Die Ausgangslage der Übung war, dass vom Forstamt Nienburg ein verendetes Wildschwein mit Verdacht auf ASP im Wald in Rehburg gefunden wurde. Den Bergungstrupp leitete Dr. Christiane Mamarvar, Veterinärin beim Landkreis. Die Aufgabe lautete: Beprobung und Bergung des verendeten Wildschweins.

Doch bevor von dem Tier im Dickicht eine Blutprobe gezogen werden konnte, waren aufgrund der hohen Infektiosität wichtige Sicherheitsmaßnahmen zu treffen. Ein erster Schutzanzug musste angezogen werden, dann ein zweiter. Dass Gummi- und Einmalhandschuhe getragen wurden, war eine Selbstverständlichkeit.

Verschließbarer Kadaversack

Dann hieß es, mit einem Tupfer eine Blutprobe zu nehmen. Im Anschluss musste das Tier geborgen werden. Infizierte und sterbende Tiere ziehen sich in ihrem fiebrigen Zustand oftmals unter Bäume oder in Mulden zurück. Um möglichst sicher bei einem potenziell infizierten Tier die Weiterverbreitung von ASP-Viren zu verhindern, ist es erforderlich, das Wildschwein umgehend in einen eigens dafür vorgesehenen verschließbaren Kadaversack aus speziellem Kunststoff zu stecken und diesen äußerlich zu desinfizieren. Der Transport des Kadavers aus unwegsamen Waldgelände ist schwierig und kraftraubend. Der Fundort wurde umgehend desinfiziert.

Dr. Mamarvar unterstreicht: „Diese Übung hat aufgezeigt, wie bei dieser Tierseuche zu reagieren ist.“ Nach der Übung wurde das Wildschweine einem Spezialbetrieb zur Kadaverbeseitigung zugeführt.
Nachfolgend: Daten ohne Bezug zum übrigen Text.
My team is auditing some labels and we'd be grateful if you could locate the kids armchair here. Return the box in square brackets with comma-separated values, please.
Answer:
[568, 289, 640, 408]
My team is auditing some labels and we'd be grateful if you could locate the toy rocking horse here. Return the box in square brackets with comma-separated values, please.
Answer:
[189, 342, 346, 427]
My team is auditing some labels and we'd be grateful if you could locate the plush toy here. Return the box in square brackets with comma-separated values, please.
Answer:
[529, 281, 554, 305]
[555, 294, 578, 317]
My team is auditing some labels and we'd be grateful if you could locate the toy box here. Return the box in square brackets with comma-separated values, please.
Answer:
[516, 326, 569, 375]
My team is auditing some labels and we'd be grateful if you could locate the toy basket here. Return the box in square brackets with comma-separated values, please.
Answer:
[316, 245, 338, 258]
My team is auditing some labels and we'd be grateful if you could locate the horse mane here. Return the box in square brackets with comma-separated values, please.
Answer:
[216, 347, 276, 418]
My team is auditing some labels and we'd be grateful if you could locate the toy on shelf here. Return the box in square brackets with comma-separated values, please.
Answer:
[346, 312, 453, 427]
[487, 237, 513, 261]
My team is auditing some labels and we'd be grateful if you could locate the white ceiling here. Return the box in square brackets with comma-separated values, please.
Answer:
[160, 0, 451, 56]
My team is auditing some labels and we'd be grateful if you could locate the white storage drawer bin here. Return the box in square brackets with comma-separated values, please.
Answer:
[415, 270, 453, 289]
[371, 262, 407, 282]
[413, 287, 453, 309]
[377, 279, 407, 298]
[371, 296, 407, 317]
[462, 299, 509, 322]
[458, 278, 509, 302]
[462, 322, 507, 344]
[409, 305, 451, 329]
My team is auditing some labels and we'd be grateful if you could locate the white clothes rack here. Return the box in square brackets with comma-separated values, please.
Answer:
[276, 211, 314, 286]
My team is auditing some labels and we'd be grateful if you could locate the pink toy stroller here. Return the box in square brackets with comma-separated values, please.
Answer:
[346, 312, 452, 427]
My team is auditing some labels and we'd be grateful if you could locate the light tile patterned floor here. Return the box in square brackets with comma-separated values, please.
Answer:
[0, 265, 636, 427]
Kontakt mit totem Wildschwein vermeiden

Die ASP ist eine für Menschen vollkommen ungefährliche Viruserkrankung. Ausschließlich Haus- und Wildschweine können sich infizieren. Andere Tierarten, wie zum Beispiel Hunde oder Katzen, sind nicht empfänglich. Eine Übertragung durch Kleidung, Gegenstände und Fahrzeuge ist möglich, sofern sie mit dem Virus in Kontakt gekommen sind.
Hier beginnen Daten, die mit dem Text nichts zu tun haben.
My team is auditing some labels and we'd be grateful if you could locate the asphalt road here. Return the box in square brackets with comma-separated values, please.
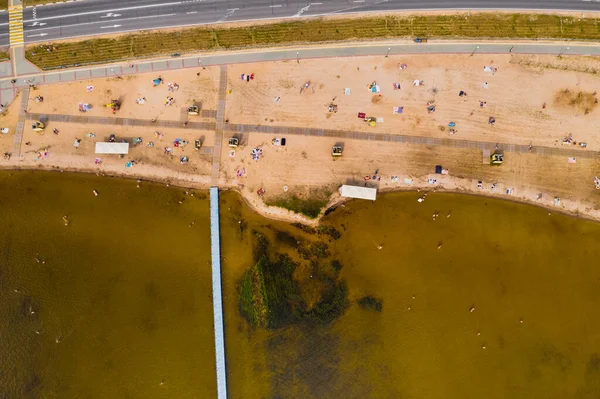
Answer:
[0, 0, 600, 46]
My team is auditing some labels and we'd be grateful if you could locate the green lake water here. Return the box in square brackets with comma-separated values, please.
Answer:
[0, 172, 600, 399]
[0, 172, 216, 399]
[221, 193, 600, 399]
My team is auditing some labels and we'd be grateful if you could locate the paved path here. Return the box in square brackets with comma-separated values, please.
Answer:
[0, 41, 600, 104]
[225, 124, 600, 159]
[19, 111, 600, 161]
[13, 87, 29, 157]
[0, 0, 600, 45]
[27, 113, 216, 131]
[211, 65, 227, 185]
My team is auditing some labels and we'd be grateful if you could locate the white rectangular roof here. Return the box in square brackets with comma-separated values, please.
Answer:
[340, 185, 377, 201]
[96, 142, 129, 154]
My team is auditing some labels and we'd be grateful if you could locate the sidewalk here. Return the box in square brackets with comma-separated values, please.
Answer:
[0, 41, 600, 108]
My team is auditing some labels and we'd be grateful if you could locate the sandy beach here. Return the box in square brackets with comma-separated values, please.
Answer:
[0, 54, 600, 224]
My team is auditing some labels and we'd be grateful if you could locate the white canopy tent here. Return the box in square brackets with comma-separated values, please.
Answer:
[96, 142, 129, 154]
[340, 184, 377, 201]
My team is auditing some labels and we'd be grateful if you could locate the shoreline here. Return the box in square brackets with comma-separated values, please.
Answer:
[0, 165, 600, 227]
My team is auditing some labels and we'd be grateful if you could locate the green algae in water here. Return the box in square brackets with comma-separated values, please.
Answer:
[221, 193, 600, 399]
[0, 172, 216, 399]
[237, 231, 348, 329]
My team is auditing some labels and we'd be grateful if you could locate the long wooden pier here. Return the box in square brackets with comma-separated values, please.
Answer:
[210, 187, 227, 399]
Passanten, die beispielsweise am Straßenrand ein Wildschwein als Fallwild entdecken, werden darum gebeten, dieses nicht zu berühren. Der Kontakt eines Hundes mit dem Wildschwein ist ebenfalls zu vermeiden, um gegebenenfalls eine Weiterverbreitung von Krankheitserregern zu vermeiden. Sofort sollte die Veterinärbehörde des Kreises Minden-Lübbecke oder das Ordnungsamt der Kommune verständigt werden. Notfalls kann auch die Polizei angerufen werden, die dann die zuständigen Personen informiert.